The post has an in-depth discussion and a number of supporting charts. The primary point is how simple it can be to improve performance and scalability by adding caching.

Reader Comments (11)

This stuff is basic and well known. I would expect more from this site than level of advice.

November 29, 1990 | Unregistered CommenterAnonymous

Detailed benchmarks are always interesting and useful in my opinion. Thanks for posting.

November 29, 1990 | Unregistered CommenterSosh

I notice that squid now supports Windows... Has anyone had any experience in using Squid with Windows? I'd love to see some stats for that!

November 29, 1990 | Unregistered CommenterSosh

Stop hating. It may be common knowledge to you, but also remember this site caters for all sorts. Including the uninitiated.

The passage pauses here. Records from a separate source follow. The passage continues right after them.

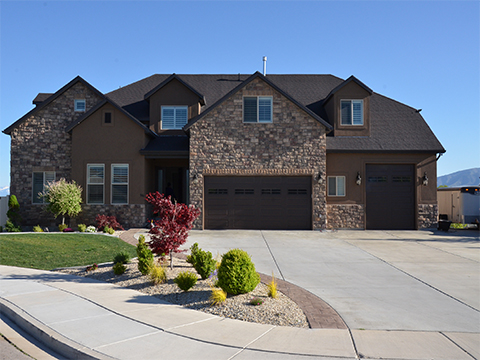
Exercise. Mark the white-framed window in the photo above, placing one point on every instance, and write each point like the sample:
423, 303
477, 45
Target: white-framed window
336, 186
351, 112
257, 109
119, 184
39, 180
95, 183
80, 104
174, 117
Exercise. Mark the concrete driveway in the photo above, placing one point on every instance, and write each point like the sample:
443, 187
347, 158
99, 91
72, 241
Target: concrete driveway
376, 280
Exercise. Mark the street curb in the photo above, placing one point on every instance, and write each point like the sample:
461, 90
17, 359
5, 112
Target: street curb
55, 341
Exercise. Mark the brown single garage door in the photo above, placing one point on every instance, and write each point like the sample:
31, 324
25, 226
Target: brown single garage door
390, 197
256, 202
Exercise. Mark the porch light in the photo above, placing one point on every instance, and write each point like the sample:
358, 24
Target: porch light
425, 179
358, 179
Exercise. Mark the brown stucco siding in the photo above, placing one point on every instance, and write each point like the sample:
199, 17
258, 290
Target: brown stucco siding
94, 142
348, 164
345, 216
40, 143
293, 144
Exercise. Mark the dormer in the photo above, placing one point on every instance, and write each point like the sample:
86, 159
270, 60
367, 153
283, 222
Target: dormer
348, 108
172, 104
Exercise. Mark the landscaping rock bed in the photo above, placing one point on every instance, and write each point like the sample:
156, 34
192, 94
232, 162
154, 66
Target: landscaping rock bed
281, 311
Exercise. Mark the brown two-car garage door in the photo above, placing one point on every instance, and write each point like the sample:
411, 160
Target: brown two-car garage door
256, 202
390, 197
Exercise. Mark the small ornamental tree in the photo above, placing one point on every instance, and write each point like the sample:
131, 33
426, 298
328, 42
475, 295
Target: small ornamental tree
63, 198
171, 231
12, 212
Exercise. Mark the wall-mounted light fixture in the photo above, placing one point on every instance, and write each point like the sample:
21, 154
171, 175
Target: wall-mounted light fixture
358, 179
425, 179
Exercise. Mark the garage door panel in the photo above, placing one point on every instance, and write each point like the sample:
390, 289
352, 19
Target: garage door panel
259, 202
390, 196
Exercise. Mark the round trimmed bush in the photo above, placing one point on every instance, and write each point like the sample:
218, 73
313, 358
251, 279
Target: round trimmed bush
236, 274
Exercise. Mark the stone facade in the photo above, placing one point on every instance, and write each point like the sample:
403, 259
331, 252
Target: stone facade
40, 143
427, 216
293, 144
345, 216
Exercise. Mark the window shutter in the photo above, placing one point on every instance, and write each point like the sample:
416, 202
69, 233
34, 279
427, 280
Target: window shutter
346, 113
168, 118
250, 109
180, 118
264, 109
357, 112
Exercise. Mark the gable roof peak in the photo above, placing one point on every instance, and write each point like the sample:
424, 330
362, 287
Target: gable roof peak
178, 78
51, 98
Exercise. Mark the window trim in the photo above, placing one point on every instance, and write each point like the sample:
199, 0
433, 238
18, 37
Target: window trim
78, 101
174, 107
89, 183
258, 97
112, 184
43, 187
352, 101
336, 177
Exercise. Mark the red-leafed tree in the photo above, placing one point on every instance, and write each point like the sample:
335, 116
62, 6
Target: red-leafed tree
171, 230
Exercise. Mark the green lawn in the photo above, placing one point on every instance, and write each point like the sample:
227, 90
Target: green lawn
50, 251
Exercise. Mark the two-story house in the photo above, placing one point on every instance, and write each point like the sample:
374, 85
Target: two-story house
250, 151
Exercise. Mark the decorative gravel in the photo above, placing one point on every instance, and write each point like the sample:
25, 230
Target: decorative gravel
281, 311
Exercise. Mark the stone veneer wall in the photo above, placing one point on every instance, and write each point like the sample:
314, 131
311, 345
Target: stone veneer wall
293, 144
40, 143
427, 216
128, 216
345, 216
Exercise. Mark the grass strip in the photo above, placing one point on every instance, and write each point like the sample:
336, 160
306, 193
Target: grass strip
50, 251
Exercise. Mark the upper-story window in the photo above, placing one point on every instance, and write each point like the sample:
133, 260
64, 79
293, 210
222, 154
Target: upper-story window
352, 112
80, 105
174, 117
257, 109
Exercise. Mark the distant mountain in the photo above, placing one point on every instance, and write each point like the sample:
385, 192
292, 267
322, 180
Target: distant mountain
4, 191
460, 178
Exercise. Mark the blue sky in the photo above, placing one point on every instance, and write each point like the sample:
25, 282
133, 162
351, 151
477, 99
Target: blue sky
422, 53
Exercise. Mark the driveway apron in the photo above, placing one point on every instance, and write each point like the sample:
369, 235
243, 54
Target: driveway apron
375, 280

As a newbie I think this is a great post and its for posts like this that I personally come to this site. Not all of us are born experts

November 29, 1990 | Unregistered CommenterAnonymous

The test are not revelant of real-life load. For instance, the PHP Hello World is not dynamic at all : this piece of code always print the same thing. So most of the time is used for compiling Hello World. In real-life PHP Code, you need to open socket and communicate with MySQL/PgSQL/Memcached/... . With real-life workload, most of time is spent executing the code and waiting for data. So the gain is not 700 percent.

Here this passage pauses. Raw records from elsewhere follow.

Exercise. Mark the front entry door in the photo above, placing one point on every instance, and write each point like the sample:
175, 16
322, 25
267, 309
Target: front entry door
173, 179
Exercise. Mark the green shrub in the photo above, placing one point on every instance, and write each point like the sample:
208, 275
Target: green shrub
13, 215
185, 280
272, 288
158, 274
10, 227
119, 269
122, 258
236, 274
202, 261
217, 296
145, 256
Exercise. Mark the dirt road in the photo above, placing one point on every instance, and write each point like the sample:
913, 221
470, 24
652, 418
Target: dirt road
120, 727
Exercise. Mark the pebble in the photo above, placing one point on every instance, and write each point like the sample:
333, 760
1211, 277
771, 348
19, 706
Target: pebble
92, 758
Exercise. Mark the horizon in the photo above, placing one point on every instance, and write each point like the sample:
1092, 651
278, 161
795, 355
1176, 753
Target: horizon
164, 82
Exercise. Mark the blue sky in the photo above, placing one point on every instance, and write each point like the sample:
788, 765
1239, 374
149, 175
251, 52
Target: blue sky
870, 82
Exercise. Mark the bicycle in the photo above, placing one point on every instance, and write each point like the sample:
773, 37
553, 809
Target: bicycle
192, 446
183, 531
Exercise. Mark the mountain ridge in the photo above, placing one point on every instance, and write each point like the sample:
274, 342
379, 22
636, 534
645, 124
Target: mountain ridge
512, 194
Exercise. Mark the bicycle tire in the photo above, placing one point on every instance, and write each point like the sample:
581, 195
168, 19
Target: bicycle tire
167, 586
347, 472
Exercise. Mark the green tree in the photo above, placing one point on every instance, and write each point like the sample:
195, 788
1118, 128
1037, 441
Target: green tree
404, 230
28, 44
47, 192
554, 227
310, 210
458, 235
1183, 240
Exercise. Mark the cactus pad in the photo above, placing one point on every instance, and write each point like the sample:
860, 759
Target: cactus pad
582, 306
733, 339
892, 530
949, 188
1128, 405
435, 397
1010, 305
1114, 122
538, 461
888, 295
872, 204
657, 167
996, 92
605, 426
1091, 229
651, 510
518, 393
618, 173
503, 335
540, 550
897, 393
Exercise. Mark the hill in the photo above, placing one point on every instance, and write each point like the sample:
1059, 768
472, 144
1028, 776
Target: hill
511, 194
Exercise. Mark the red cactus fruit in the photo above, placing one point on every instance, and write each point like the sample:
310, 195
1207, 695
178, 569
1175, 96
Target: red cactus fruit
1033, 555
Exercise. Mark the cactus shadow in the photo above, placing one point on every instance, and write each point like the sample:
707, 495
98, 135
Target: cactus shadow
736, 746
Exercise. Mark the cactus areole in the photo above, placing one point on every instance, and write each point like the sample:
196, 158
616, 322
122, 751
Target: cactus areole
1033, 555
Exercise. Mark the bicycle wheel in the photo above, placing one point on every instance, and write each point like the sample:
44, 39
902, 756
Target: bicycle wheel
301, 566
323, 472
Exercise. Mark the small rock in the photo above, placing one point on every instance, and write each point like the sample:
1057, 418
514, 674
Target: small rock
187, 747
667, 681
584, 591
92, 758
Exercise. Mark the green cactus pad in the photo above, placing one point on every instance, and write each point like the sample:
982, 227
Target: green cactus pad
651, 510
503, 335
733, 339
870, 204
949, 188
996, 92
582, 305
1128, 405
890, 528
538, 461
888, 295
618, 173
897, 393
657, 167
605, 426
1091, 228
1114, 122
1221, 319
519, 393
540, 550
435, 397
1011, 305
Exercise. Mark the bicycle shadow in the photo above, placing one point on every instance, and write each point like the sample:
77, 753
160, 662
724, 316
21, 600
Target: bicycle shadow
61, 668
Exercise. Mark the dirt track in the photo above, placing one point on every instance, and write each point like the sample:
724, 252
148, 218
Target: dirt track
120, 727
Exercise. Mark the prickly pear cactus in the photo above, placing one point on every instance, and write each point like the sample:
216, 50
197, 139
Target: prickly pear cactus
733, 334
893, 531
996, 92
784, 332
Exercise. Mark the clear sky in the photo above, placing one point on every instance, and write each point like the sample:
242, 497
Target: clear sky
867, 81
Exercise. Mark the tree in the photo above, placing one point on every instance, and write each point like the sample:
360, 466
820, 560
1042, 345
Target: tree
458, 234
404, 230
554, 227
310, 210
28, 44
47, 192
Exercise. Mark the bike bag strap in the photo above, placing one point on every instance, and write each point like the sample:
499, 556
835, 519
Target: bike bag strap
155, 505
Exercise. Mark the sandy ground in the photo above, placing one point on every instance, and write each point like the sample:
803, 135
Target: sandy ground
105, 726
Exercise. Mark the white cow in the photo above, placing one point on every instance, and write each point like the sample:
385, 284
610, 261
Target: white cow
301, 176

November 29, 1990 | Unregistered Commentermajinboo


Thanks for sharing. Already known, but good article. I think squid is a kind of slow. And APC is "cute", but a combination of squid and apc sounds a litle bit strange, but just because of the speed of squid. Good in to an office or if you are serving pretty large files but for highly visited sites, its always was slow for me.

What i would recommend instead is a varnish frontend w/ apache/apc backend.

But the article is good.

November 29, 1990 | Unregistered CommenterIstvan Podor

Had you of bothered to carefully read the article, you would have seen that the PHP hello world INCLUDES the prepend. The prepend makes connections to PGSQL, Memcache, loads dynamic style/configuration information, etc.

It's a very acceptable real world test.

I agree, a simple: echo $hello world; wouldn't have sufficed.

Hope that helps to clear things up.


November 29, 1990 | Unregistered CommenterILoveBonnie.net

What if you just use a faster webserver like lighttpd?

November 29, 1990 | Unregistered CommenterAnonymous

Hell, handaling 50 requests/sec is just sick! That's just 2 things: very poor PHP aplication desing or programmers are really stupid! After I wrote this lines, I gone to the site mentioned and I saw a stand alone blog. Owner of the blog is seriously screwd by the performance that's for sure!

November 29, 1990 | Unregistered CommenterPsih

Handling only 10-20 request a sec on a modern server is just not acceptable. 50 request a sec is poor at most. I do not know what exactly you're doing but it just does not look good. Personally I wrote an ad server capable of serving 1200 request a sec, with sustainable loads (can be pushed higher). To me any average website should be able to serve ~300 request per second, no questions asked. Back to the drawing board ! :)

November 29, 1990 | Unregistered Commentertom

surely the date on this article is wrong. for July 2009 those figures are apalling. for 1990 maybe not so bad.